Teve tom biográfico a mesa “Gullar, 80”, protagonizada pelo maranhense Ferreira Gullar no fim da tarde deste sábado, em Paraty. Numa conversa com o especialista em teoria literária Samuel Titan Jr., Gullar relembrou o início da carreira, com o livro Um Pouco Acima do Chão, que não reedita por considerar muito parnasiano, sua contribuição para o surgimento do movimento de poesia concreta, com que romperia depois, seu engajamento no neoconcretismo e o nascimento do Poema Sujo, o exílio, em Buenos Aires, quando as ditaduras grassavam na América Latina e ele se achava “sem saída, vendo as pessoas desaparecerem”. O Poema Sujo foi uma forma de “escrever o que restava dizer.”

Segundo Gullar, o Poema Sujo foi escrito num jorro, mas ficou incompleto, porque a inspiração acabou. Até que um dia ele conseguiu talhar os versos finais do poema – a poesia, como ele mesmo diz, não se pode controlar, ela surge quando quer, ela vem do imprevisível. Numa visita à Argentina, Vinicius de Moraes ouviu do dramaturgo Augusto Boal, em um jantar, que Gullar havia feito um texto longo e que não o mostrava a ninguém. Vinicius insistiu em conhecer o poema e fez com que o maranhense o recitasse. Ao final, ficou comovido – “O que não era raro”, lembrou um divertido Gullar – e convenceu o amigo a registrar em áudio o texto. De volta ao Brasil, o poetinha providenciou a publicação do Poema Sujo, que aconteceu sem a presença de seu autor.

O exílio de Gullar pode ser explicado por suas posições políticas: embora não apreciasse a disciplina partidária e gostasse de “pensar pela própria cabeça”, quando os militares tomaram o poder no Brasil, em 1964, o poeta entendeu que precisava se posicionar a respeito. No mesmo dia, disse sim, finalmente, aos amigos comunistas que viviam tentando cooptá-lo.

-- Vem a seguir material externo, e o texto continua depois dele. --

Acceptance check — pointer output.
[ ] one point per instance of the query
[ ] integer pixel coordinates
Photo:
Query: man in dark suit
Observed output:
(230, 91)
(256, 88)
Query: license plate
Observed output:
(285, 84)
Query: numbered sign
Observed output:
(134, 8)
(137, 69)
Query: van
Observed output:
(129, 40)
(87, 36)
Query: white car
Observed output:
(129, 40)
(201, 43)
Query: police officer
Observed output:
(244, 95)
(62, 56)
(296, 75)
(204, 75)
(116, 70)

Gullar também se associou a outra entidade que fazia frente aos militares: a União Nacional dos Estudantes (UNE), onde atuou no Centro Popular de Cultura (CPC), à época da gestão de José Serra à frente da instituição.

A história de Ferreira Gullar é, como se vê, uma parte da história do Brasil no século XX. Além de marcar presença em momentos políticos importantes, o poeta esteve ligado a dois movimentos artísticos relevantes do país: o concreto, que inspirou sem querer com Luta Corporal, livro em que busca a “essência da poesia”, e o neoconcreto, que fundou com Lygia Clark e Helio Oiticica, entre outros, após romper com a racionalidade e as promessas não cumpridas dos concretistas.

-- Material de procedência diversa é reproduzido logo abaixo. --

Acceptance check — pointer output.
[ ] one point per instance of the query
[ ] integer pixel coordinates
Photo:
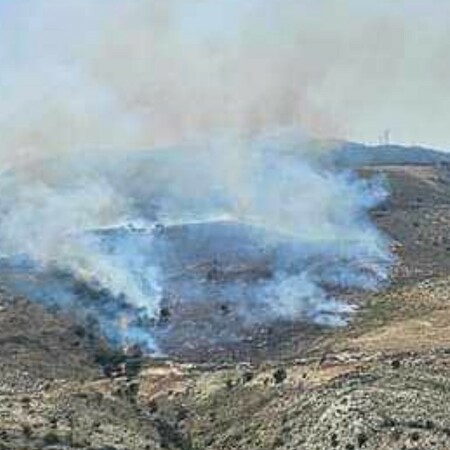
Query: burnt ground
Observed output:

“Uma vez, o Décio Pignatari, que era o mais sociável dos concretos (os outros, não citados pelo poeta, seriam os irmãos Haroldo e Augusto de Campos), me procurou porque eu trabalhava em um jornal do Rio e ele queria divulgar um manifesto”, contou Gullar, arrancando risos da plateia. “Nós nos encontramos e nos desentendemos. Ele começou com uma teoria (ele diz “tioria”) de que o Brasil, que sempre havia tido indústria de consumo, estava criando uma indústria de base, e que nós precisávamos criar também a poesia de base. Eu logo disse a ele: você criou, pelo movimento concreto, o manifesto da poesia matemática, que nunca foi produzida. Não vou publicar outro manifesto de uma poesia que nunca vai ser feita.” Até hoje, a poesia de base não chegou ao papel.

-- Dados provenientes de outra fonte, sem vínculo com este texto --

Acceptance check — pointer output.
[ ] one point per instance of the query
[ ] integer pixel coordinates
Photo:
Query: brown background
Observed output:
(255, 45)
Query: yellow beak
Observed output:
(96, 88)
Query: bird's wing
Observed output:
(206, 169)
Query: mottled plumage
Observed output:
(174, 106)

Ferreira Gullar, que recebeu neste ano o Prêmio Camões, se mostrava à vontade, com muito bom humor. O tom reverencial da mesa também contribuiu para o clima e a disposição do maranhense. Uma plateia lotada riu e aplaidiu o poeta todo o tempo e, ao final, o aplaudiu longamente, de pé. Uma mulher ainda gritou, da sua cadera: “Obrigada”. Ao que ele respondeu, “Eu é que agradeço. Não sabia que a poesia ainda atraía as pessoas.”